Dr. Woolhandler: Well, I think the argument you’re making is politics is the art of the possible. But I actually disagree with that. I actually think politics is the art of creating the possible, and what’s possible is what people believe is possible.
So who would have believed before Rosa Parks that we would have a civil rights movement and a Civil Rights Act? Who would have believed in the mid-1980s that the Soviet Union was about to collapse?
So you can’t just sit here and say based on what you’re seeing today that no change is possible.

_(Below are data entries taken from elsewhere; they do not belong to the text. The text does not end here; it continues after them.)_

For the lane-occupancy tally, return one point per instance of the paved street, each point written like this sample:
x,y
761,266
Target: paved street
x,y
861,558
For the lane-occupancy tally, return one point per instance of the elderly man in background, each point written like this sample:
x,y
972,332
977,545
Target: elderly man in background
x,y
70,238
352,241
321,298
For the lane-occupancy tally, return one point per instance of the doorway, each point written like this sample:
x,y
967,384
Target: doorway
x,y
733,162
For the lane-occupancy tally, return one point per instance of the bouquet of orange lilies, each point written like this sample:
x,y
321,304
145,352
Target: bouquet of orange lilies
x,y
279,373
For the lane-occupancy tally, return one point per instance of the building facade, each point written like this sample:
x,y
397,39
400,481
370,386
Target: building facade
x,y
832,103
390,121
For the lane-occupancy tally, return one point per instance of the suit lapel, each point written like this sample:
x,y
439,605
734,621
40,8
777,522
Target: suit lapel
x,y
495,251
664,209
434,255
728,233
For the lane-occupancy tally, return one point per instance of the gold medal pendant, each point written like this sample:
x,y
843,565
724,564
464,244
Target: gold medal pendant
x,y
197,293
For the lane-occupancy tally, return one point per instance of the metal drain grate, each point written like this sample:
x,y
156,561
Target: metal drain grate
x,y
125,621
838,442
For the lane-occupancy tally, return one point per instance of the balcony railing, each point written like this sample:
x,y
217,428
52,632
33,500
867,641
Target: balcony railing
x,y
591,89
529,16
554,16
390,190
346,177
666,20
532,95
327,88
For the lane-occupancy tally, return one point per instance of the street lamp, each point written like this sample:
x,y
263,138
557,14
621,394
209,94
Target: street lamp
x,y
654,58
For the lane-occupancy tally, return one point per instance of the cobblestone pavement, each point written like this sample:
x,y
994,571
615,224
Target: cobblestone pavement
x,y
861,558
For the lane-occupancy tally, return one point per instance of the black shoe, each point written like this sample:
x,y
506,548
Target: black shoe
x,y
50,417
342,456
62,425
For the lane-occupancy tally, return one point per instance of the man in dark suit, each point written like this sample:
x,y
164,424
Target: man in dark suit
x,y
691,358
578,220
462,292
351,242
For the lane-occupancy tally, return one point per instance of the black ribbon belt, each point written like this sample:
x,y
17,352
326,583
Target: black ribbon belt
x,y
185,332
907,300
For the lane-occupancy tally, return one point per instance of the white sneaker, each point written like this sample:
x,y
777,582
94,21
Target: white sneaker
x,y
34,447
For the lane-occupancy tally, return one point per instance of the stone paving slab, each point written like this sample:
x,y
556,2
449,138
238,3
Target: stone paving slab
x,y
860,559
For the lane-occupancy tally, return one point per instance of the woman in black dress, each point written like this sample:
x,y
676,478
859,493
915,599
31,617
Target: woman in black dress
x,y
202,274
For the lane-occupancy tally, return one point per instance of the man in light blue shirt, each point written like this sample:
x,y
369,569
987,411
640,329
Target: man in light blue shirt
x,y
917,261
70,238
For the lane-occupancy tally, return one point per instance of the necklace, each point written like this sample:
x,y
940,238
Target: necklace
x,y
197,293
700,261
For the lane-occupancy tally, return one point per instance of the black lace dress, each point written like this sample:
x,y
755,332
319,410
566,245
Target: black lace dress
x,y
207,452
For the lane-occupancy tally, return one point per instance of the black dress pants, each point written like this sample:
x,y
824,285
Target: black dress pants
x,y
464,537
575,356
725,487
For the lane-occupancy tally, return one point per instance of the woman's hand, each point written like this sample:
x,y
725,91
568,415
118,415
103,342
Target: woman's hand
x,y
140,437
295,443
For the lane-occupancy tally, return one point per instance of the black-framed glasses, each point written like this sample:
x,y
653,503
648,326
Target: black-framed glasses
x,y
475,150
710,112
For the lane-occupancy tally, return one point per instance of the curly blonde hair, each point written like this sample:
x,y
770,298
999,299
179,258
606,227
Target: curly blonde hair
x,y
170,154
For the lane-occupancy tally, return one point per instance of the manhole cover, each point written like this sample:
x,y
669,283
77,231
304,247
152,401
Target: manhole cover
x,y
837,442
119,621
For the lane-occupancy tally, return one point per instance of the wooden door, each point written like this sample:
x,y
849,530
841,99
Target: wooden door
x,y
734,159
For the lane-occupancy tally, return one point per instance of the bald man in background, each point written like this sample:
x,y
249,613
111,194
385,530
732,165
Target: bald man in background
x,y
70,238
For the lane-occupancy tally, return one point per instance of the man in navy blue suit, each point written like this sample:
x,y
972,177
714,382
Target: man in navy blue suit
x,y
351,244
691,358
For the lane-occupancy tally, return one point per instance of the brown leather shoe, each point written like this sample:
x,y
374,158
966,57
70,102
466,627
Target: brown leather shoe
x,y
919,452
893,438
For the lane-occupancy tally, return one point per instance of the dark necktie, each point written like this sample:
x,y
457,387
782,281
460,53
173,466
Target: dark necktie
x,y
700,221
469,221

We’ve got to create the possible, which I think is a challenge to this group and, you know, partly why I reacted so strongly to the suggestion you couldn’t understand it or come to grips with it.
You have tremendous moral suasion. You have the power as a group to make a statement that universal health care is the only ethical policy alternative and that the only proven way to get universal health care is through nonprofit national health insurance.
If you went public with that, you would be creating the possible. You know, you would be creating the possible and helping people believe that this real change is possible. And when I look at those polls about the American people, the American people say they want national health insurance.
It’s not that the people don’t agree. It’s the insurance industry that’s blocked this from debate. They’ve used their full political power and economic power to block it and, frankly, the pharmaceutical industry, as well. And they’ve always opposed this.
And when I first got in this business I was shocked about the pharmaceutical industry opposing it. Well, it turns out they knew something that the American people just learned later, which is every nation with national health insurance negotiates for price discounts on drugs. They knew that, and they were completely and totally opposed to any sort of national health insurance covering drugs because they were going to get lower prices.
So we’ve got the American people endorsing it. We’ve got some very powerful folks opposing it. We need to get it on the agenda, and (it’s) the one real power you have and you can use it, or you can turn your back and say, “We don’t understand this.” You can use that power to put this on the political agenda.
http://www.bioethics.gov/transcripts/june08/session3.html
continued:
http://www.bioethics.gov/transcripts/june08/session4.html
Comment:
By Don McCanne, MD
After the November election, it is expected that the President’s Council on Bioethics will release a report on ethical considerations for reforming health care.
The Council was formed in 2001 in response to the controversy over President Bush’s decision to deny funds for embryonic stem cell research. With a touch of irony for which this administration is famous, many thought that political ethics were compromised in the selection of supposed ethicists who had already expressed biases incompatible with the ability to objectively assess important issues of bioethics. When one of the members of the Council states that they are incompetent to assess the ethical issues in the reform proposals, it does make you wonder.
It is difficult to know what the report will state, but some of the more enlightened members of the Council clearly do understand the moral imperative behind Steffie Woolhandler’s message. It would be nice if their views, based on actual ethical principles, would prevail in the final report. Regardless, it is really Steffie’s message that is important.